Signal Compromise: What to Know

If you've been following the news in the Tech world over the past 48 hours you'll know the revelation that's now too big to hide: Signal Foundation has disclosed that its messenger system has been compromised leaving millions of accounts exposed, including government representatives and journalists. This is no doubt the work of nation state actors (all signs pointing to the Russians) but, and I can't emphasize this enough, you were warned. 

Signal is not and has never been 'secure', despite what the marketing tells you along with the criminally stupid parrots or bad faith actors you'll find online. Its primary draw has been convenience: it claims and end to end encrypted messaging, calling, and video conferencing app that (so they say) has 'never been broken'. Its just so doggone easy that its a one stop shop for making all your bad dreams into good ones. The devil is in the details. Signal's data is centralized, meaning all of its pass-through traffic is located in one place (think of a storm drain here and you get the idea). In case you didn't know, that place is Amazon Web Services. Not good for privacy. Further, Signal requires an account to be registered with a phone number, which is in turn tied to a laundry list of metadata even if the user is generating 'randomized' phone numbers. Real life is not a Jason Bourne movie and, since the US Government was dumb enough to authorize sensitive data to be passed along Signal's network (because their own assets built it, but that's another story), it became a big juicy target for foreign intelligence services both friend and foe alike. All that's needed is a target's phone number and a winning attitude. 

As I've shouted from the rooftops for years, Signal is nothing more than another white side messaging app. There should be zero expectation of privacy on it, let alone security nor anonymity. Because its white side, no sensitive data should be passed through it.

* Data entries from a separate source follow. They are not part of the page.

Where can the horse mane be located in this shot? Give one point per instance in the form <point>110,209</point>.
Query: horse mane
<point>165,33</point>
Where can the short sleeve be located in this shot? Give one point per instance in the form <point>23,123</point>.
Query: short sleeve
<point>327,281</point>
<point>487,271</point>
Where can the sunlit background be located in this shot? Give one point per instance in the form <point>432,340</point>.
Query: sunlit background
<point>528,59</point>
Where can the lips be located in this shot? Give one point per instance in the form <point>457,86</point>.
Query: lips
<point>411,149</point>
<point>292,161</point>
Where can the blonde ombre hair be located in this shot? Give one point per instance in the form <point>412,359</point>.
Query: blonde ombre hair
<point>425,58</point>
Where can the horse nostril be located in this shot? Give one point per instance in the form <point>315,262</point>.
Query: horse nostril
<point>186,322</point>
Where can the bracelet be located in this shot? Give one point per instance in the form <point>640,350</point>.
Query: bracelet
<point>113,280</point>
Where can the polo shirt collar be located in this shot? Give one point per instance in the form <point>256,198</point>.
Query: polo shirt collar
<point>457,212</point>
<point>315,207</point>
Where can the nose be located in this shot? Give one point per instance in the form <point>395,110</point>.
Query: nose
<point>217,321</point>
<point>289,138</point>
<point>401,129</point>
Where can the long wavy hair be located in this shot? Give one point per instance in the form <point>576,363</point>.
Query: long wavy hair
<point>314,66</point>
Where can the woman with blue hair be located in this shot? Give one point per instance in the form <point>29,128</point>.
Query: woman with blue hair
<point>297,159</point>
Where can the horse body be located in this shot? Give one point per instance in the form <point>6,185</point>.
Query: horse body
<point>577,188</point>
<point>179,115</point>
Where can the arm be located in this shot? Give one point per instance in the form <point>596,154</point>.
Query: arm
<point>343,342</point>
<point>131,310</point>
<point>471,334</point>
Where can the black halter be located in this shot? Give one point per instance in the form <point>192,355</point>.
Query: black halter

I don't care what big bruv gov says, they're wrong and never authorize anything they do not have a backdoor into as it is, but now we know the rest of the world does too. 

What actually took place (this time, anyway) was a relatively simple phishing attack. Any user can see a list of registered accounts on Signal by simply searching phone numbers. Take a list of those numbers registered to a geographic area (DC is a great place to start) and blast out a link designed to harvest the target's data when they click. Very simple attack nearly as old as the internet itself. Once you've got that then you're in - you've got the account data in real time. Wasn't sophisticated by any means as they claim. 

So - what does this mean for you? I'll say again that Signal is not nor should it be considered in any way secure. It lacks basic security features such as masking users' data which is in part by design. Signal Foundation cannot nor will they change this. Its a feature, not a flaw, as part of the program's original mission: to have a government use messaging app that bridged mobile devices to computers in a centralized system that could be supervised. That's why their boss, Katherine Maher, is a hand picked spook who comes from a family of spooks. Doesn't mean don't use it, just means don't use it for anything serious. And if you do, don't be shocked by the consequences. 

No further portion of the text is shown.